Mònica acampó en la Tierra un nevado 20 de diciembre de 1969 a la altura de Neuss. «¡Juan es una nena!», grito la madre al padre cuando éste llegó al hospital sin saber el sexo de la criatura. Eran tiempos en que los padres no hacían su pieza casera de National Geographic en el paritorio ni había más base para augurar el sexo del feto que los grados de la curva del vientre peritados por las abuelas. Así, el bebé Juan proyectado fue rebautizado como Mònica. En la iglesia de San Quirinus, en una ceremonia oficiada por el padre Pedro, el cura amigo de los comunistas Juan y Angelita, colaboradores de Cáritas en la zona.

Como la necesidad agudiza el ingenio, a Juan se le espabilaron las neuronas para inscribir a la niña con sus apellidos en el ayuntamiento. «Pensé en explicar a los alemanes que el nombre de la niña era Mònica Oltra, como si dijéramos Mari Ángeles, y los apellidos Jarque Tortajada...». La ocurrencia no coló. En el Consulado de España en Düsseldorf ni lo intentó. Así que aquella niña adoptó de serie sólo los apellidos maternos: Jarque Tortajada. En la partida de nacimiento se hizo constar que el padre era «José», un genérico que obedece —explica Mònica que le contó el vicecónsul y amigo Alonso— a las iniciales P. P., por «padre putativo», y a la referencia genérica a San José cuando no hay padre reconocido.

Empezó ahí la lucha de la pareja por transmitir la genética nominal. Aunque a Mònica nunca le preocupó el tema. «Siempre tuve conciencia de ser Oltra y en la escuela me llamaban Mònica Oltra. Teníamos la ventaja de que allí nunca se aclaraban con los apellidos, porque ellos sólo manejan uno, por eso siempre me matriculaba como Oltra», comenta. La pareja intentó en balde hasta lograr la nacionalidad alemana. Fue un esfuerzo tan inútil como intentar anular el matrimonio canónigo.

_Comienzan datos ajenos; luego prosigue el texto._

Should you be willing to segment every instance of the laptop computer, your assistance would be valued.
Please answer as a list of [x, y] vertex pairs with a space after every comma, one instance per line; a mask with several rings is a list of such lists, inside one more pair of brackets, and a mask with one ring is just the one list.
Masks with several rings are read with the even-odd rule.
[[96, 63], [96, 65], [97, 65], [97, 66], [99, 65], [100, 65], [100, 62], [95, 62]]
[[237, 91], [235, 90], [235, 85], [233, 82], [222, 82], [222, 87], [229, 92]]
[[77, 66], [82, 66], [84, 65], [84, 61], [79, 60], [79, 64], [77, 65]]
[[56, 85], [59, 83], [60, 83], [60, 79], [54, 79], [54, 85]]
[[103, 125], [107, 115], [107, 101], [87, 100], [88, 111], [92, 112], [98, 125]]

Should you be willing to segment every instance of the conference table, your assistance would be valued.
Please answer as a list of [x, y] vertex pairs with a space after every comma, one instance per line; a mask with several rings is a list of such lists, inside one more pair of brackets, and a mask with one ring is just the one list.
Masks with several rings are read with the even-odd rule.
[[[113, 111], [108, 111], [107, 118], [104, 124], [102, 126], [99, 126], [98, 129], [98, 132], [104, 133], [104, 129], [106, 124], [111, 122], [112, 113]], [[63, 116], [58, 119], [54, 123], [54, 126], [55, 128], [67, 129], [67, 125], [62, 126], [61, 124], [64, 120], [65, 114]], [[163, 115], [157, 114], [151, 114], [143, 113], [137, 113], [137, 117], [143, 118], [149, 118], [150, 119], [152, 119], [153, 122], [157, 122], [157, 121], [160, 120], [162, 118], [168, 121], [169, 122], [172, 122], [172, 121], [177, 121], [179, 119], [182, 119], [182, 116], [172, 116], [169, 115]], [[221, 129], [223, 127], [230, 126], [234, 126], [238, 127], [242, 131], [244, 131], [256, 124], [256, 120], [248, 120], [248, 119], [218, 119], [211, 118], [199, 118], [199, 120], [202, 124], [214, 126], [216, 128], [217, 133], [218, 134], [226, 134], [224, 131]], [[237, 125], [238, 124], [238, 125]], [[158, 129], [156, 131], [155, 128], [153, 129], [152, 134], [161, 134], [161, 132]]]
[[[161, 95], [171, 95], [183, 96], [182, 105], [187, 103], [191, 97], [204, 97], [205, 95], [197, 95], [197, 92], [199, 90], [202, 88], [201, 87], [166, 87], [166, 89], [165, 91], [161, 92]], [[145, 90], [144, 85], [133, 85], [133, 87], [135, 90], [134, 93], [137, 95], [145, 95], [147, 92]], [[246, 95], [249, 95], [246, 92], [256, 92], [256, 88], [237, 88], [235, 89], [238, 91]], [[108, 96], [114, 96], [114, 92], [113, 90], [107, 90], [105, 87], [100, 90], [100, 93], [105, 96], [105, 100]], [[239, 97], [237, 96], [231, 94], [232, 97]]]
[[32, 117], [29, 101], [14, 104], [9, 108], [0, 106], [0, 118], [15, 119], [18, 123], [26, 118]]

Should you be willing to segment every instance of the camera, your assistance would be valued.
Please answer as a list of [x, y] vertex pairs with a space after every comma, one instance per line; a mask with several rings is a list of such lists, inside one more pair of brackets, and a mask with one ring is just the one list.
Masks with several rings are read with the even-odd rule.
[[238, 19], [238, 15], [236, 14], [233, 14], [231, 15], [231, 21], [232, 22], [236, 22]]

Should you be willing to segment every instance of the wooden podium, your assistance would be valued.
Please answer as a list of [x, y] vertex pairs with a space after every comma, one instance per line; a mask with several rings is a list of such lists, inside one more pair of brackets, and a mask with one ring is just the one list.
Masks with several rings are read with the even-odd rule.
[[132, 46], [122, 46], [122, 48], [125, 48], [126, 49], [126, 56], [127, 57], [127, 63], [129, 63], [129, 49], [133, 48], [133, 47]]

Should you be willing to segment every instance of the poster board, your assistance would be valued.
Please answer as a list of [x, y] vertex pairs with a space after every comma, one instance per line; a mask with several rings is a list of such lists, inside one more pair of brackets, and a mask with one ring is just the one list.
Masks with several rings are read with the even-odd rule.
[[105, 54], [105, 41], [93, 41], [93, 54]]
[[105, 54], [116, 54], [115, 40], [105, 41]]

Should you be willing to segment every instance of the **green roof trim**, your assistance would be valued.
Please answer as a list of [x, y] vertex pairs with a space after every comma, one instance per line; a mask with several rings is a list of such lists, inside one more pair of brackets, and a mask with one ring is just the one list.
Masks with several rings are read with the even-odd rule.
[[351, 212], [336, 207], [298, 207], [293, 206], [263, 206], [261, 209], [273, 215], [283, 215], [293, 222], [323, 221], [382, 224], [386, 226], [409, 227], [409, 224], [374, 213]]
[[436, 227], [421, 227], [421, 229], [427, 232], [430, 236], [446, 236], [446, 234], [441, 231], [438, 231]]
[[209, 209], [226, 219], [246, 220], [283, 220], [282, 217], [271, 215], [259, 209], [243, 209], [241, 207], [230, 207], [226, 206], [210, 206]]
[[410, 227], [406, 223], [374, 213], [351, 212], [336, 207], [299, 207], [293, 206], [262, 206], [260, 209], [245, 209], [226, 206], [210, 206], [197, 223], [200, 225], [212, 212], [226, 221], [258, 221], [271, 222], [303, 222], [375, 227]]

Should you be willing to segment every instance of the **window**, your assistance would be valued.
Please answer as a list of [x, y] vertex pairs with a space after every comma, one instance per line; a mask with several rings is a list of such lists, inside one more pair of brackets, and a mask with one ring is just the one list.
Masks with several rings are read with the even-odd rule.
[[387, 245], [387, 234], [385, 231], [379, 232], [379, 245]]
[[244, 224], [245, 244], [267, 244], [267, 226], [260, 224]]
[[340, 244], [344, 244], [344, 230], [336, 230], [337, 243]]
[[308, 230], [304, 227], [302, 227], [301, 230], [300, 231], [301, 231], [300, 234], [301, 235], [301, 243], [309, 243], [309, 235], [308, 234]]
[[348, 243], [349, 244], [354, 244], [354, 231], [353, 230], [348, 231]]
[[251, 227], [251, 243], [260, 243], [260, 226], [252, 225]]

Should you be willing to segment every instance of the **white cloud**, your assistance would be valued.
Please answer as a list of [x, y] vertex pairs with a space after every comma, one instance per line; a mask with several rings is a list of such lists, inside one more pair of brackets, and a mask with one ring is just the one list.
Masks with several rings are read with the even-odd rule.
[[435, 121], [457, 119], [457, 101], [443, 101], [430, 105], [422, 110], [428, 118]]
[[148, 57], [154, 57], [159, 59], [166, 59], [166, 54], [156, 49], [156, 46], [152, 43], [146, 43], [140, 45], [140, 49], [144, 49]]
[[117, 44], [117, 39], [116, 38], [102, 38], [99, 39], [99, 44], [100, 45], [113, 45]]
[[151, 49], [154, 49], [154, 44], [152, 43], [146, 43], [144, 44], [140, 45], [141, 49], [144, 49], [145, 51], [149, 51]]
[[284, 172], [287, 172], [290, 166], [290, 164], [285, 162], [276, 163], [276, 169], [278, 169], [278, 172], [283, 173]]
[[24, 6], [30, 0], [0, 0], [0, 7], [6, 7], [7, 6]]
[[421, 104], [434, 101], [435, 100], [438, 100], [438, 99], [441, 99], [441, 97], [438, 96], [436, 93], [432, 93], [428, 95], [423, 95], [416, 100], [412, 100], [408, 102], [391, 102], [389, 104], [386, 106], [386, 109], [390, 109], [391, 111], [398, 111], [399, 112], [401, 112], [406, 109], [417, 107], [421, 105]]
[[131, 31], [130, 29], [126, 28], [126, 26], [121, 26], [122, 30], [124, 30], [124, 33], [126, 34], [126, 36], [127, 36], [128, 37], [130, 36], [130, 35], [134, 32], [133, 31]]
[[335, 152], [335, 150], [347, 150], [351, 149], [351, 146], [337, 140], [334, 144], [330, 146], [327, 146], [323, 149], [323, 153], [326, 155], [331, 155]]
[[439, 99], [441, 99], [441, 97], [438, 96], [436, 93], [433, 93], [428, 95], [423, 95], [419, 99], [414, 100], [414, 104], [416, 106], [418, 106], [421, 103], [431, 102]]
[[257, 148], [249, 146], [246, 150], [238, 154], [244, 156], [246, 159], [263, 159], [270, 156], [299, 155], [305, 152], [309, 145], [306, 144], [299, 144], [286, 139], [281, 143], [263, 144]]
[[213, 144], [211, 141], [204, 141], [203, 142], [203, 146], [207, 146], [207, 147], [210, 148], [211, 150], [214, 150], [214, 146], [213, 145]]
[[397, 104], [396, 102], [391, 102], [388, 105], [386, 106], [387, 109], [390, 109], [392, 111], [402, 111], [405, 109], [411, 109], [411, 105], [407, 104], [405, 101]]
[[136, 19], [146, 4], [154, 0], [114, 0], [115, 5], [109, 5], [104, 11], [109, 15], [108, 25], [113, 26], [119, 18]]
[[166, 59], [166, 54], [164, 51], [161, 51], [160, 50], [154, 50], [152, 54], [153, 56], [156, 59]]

Ante la imposibilidad de legalizar la pareja, el 30 de noviembre de 1968 sellaron con anillos incluidos su compromiso personal y alquilaron una habitación para compartir techo desde entonces. En diciembre del 84, regresaron a Valencia, a Paterna, por razones laborales y familiares.

Diez años después, cuando Juanín cumplió los 18, los dos hermanos y la madre convencieron a Juan para que se casara con la que era la mujer de su vida. «La verdad es que ya me daba igual», confiesa el padre, al que el desgarro de no poder dar nombre a sus hijos le había asqueado. Pero una dolencia cardíaca obligó a retrasar el enlace, que se celebró, en el Ayuntamiento de Paterna, el 11 de abril de 1998, sábado de gloria. Cuarenta años después de aquella fuga hubo boda con dos hijos, de 29 y 22 años, como testigos. Con novia de blanco, bendición con lluvia de arroz a la salida, banquete y tarta de varios pisos. Y lágrimas de emoción. No de la madre de la novia, sino del propio novio. El mundo al revés. Otra de heterodoxia: se retrasó tanto la boda por problemas burocráticos que los novios se fueron de la luna de miel, a Mallorca, antes de casarse. Y acompañados por el tío Pepe y la tía Ana.

Sobre estas vidas azarosas llovieron muchas trabas. Pero en esta historia hubo justicia poética. Ganó el coraje de dos personas que lucharon por una historia de amor y libertad que rompió moldes.